Neighborhoods—and specific streets—all around Malibu are enjoying record highs, particularly in 2018. Take Winding Way Road, for example. A sale of nearly $16 million in May was the new standard for the meandering street of equestrian estates that had seen eight-digit figures a few times, but not like that.

A sale on Bonsall topped $9 million about a year ago, beating out what had previously been a record $8.5 million sale from 2011. The property, at the back of the canyon, has a celebrity pedigree.
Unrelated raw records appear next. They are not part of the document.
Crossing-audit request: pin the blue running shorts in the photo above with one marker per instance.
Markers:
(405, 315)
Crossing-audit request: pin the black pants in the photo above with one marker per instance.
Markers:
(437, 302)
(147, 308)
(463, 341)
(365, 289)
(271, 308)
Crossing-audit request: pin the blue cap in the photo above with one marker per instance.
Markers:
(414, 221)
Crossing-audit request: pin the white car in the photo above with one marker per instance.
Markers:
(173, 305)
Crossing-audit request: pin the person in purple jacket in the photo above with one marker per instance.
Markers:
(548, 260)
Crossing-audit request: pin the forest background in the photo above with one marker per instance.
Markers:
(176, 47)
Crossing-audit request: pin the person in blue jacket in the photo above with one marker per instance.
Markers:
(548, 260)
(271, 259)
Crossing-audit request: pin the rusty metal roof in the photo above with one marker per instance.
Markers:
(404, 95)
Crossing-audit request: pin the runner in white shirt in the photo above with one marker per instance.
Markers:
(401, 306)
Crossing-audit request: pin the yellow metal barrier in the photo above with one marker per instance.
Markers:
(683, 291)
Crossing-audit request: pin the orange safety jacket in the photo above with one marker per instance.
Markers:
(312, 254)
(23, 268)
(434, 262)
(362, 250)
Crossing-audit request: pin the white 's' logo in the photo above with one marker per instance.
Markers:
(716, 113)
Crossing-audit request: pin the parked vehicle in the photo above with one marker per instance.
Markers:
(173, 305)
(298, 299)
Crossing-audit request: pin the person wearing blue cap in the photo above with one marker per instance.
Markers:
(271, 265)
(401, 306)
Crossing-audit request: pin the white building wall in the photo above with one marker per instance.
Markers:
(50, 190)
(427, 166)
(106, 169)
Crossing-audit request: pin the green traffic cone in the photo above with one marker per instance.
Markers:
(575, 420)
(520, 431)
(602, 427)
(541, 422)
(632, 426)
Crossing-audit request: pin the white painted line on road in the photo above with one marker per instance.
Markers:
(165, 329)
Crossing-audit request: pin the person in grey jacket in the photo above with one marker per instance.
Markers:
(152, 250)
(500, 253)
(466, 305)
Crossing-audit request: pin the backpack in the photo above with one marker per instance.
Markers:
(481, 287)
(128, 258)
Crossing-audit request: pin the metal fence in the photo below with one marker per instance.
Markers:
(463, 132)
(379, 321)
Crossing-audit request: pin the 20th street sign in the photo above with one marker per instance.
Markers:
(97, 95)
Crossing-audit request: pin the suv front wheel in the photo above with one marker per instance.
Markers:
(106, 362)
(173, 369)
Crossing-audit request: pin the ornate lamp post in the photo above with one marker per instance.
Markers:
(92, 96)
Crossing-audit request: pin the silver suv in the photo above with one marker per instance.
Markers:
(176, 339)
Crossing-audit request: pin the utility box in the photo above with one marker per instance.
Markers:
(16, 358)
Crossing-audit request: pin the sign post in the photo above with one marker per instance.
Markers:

One of the busiest condo markets the past two years has been The Pointe, across from Point Dume. Fifteen units have sold there since the beginning of 2017. Sure enough, a recent deal of $1,360,000 nudged a new record price into the books.

This sort of news would be commonplace throughout Malibu’s history. Probably 80 percent of the time, since records have been kept, prices were going to new highs. Profoundly, that was not the case for the last 10 years. When prices plummeted nearly 50 percent from 2009-11, it took seven years to bring them back again. New records are a new phenomenon and something to celebrate, once again, after a long respite.

At the current trend, many more records are just around the corner. For example, in Malibu Cove Colony, only one home has ever topped $10 million (in April 2017). Two other current listings are poised to set a new high, perhaps at any time.

Meanwhile, the hits just keep on coming in Sea View Estates ($2.2 million, among the standard, original homes), West Saddle Peak gated neighborhood ($5.6 million in late July), Carbon Beach (the epic $110,000,000 deal that is the high water mark for the entire state this year), Malibu Country Estates ($3,750,000) and the beach at Sea Level (over $11 million in March).

The easiest way to observe the trend is in the condo complexes, like the Malibu Gardens. At such places, there are no new units built within and no dramatic changes of the individual properties. The apples-to-apples comparison is clearer. The Tapia condos in Malibu West, for example, saw their first $1.2 million sale this year. The high back in the 2005-08 market had been barely $1 million.

The small complex at Dume-Heathercliff nudged to a new high of $1,259,000 last year. The one sale this year was just under that.

Moving east, the Malibu Villas have not gotten back to the all-time high of nearly $1.1 million set in 2006, which occurred before a number of problems beset the community. The long way back, however, has seen a sale of nearly $900,000 this year. Almost all the sales at Malibu Villas from 2010-12 were in the $300-$500,000 range, by comparison.

The Malibu Canyon Village along Civic Center Way saw a record $759K sale last year and is poised to top $800,000 before long. Its neighbor above, the Maison De Ville, hit $1.3 million already this year, a new benchmark. Across the street, Toscana reached $1.8 million this year in its only sale to date though, in fairness, that remains short of a $1.947 million sale when the complex was practically new in 2006. Just to complete the quartet of adjacent complexes, Vista Pacifica, adjacent Webster School, topped $1.1 million for the first time recently.

Many neighborhoods, such as Big Rock, Corral and Latigo Canyons, and Point Dume have such a varied property selection that the majority of standard homes is offset by a few huge mansions that sell much higher. It is thus difficult to make a fair comparison judgment.

Nevertheless, in inner Point Dume, on properties that do not see the ocean or have direct access to the beach, deals over $10 million are becoming more commonplace. And one unique Point Dume property must have set some sort of record. It sits on an acre and has just one apartment bedroom—over a giant temperature-controlled car-collector garage. The new standard for buying a garage: $7.3 million.

Rick Wallace has been a Realtor in Malibu for 30 years.